Financially savvy people will always advise others to avoid running up debt on credit accounts – except, of course, for homes and cars.

But this appears to be changing as a growing number of property buyers in Joburg are using cash to buy property, thereby avoiding credit rate increases and struggles associated with bonds in tough economic conditions.

“The trend of paying cash has increased as banks become more restrictive in lending practices,” says Denoon Sampson of conveyancing attorneys Denoon Sampson Ndlovu.

“Also, there has been an increase in foreigners who generally purchase for cash only. Central Africans are drawn to Sandton and surrounds as they see it as the ‘New York of Africa’.

As with other parts of the country, this means of property purchasing is popular in the more affluent suburbs.

Buyers obtain cash through profits from business transactions, commissions and offshore resources, Sampson says, adding that the average property prices met in cash generally exceed R5 million.

Research released by Standard Bank at the end of May showed Gauteng had the most overall property transactions last year with 42% of total, says Lew Geffen, chairperson of Lew Geffen Sotheby’s International Realty.

The province also saw the highest number of cash transactions at 34%, followed by the Western Cape with 31%.

“According to Standard Bank, the benign South African economy is impinging on purchasing activity. In absolute terms, both mortgage and cash transactions are falling. Mortgages, however, are falling faster than cash transactions, reflecting the impact of adverse labour market conditions and the tightening of credit conditions. 

Fewer constraints apply to cash buyers,” Geffen says.

People from overseas are using cash to buy property in South Africa. File picture: Kacper Pempel/Reuters

“Cash buyers are usually in a better bargaining position and sellers may be more amenable to offering a discount when trying to expedite a transaction. This is also more likely when a property has been on the market for a long time. Cash buyers likely have more time to look for bargains, which may include distressed sales.”

The agency’s area specialist in Atholl, Illovo and Inanda, Justine Roux, says 60% of sales during the past year were cash, and predominantly took place in the upper ends of the markets.

She says most cash buyers were established professionals in the higher LSM, and couples who owned properties individually and then purchased jointly. High percentages of bond purchases in Joburg are seen predominantly in affluent areas such as Sandton and Lonehill, says Dina Soukop, CEO of Soukop Property Group.

However, she warns: “While it doesn’t make much difference to the seller whether it’s a cash or bond sale, it is important that it is a protected cash sale. There are cases where the cash purchaser doesn’t put down a deposit, and then when the lawyer asks for the payment, they can’t come up with the money.”

Sampson, who says while there is always “much excitement” when a cash offer-to-purchase is completed, the full purchase price is never paid on the same day a contract is signed.

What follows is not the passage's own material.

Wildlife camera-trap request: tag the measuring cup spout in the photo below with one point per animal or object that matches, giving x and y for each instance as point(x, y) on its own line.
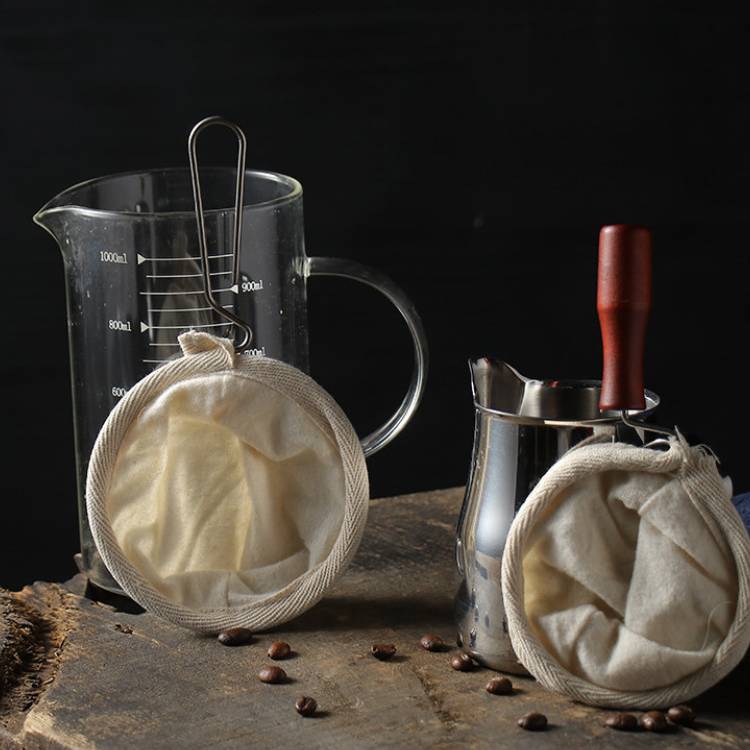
point(57, 217)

“The seller is left with a blind faith expectation the purchaser will eventually pay the money before the property is lodged at the Deeds Office. Purchasers often manage to pay the deposit and then fail to meet the balance of the purchase price. The analogy is similar to the old world practice of handing over a post-dated cheque, which is then dishonoured.

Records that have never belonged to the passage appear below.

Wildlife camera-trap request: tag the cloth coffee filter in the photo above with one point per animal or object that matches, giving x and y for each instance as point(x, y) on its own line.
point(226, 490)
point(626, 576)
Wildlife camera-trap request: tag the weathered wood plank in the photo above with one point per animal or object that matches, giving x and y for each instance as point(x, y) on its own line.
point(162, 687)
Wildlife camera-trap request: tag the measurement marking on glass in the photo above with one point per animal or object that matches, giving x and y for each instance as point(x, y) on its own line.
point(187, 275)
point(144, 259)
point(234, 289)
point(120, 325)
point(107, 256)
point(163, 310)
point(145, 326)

“A seller will always have more certainty if the offer-to-purchase is subject to the granting of a mortgage loan. If a bond is granted they can rest assured the money is available and has been allocated.”

Sampson explains: “Many purchasers do not seem to understand the moment the seller accepts an offer, the purchaser is bound by all of the terms and conditions. “Of particular significance is if he cannot raise the balance of the purchase price, he will forfeit his deposit.

“We have noticed a strange practice among some purchasers believing after the deal is done, they still have opportunity to choose whether or not to proceed with the deal. For example, when one requests the balance of the purchase price, the typical retort is ‘Wait, I have not yet decided whether I want to commit to the deal’, or ‘I am still waiting for my valuer and consultants to tell me the price is right’.”

He says many purchasers will buy a property without having the purchase price readily available.

“Typically, if they are promised a large business deal or a large commission and before that money is actually paid over to them, they may have already purchased the property – and then the cash does not materialise. He advises purchasers not to submit offers without first having access to the money.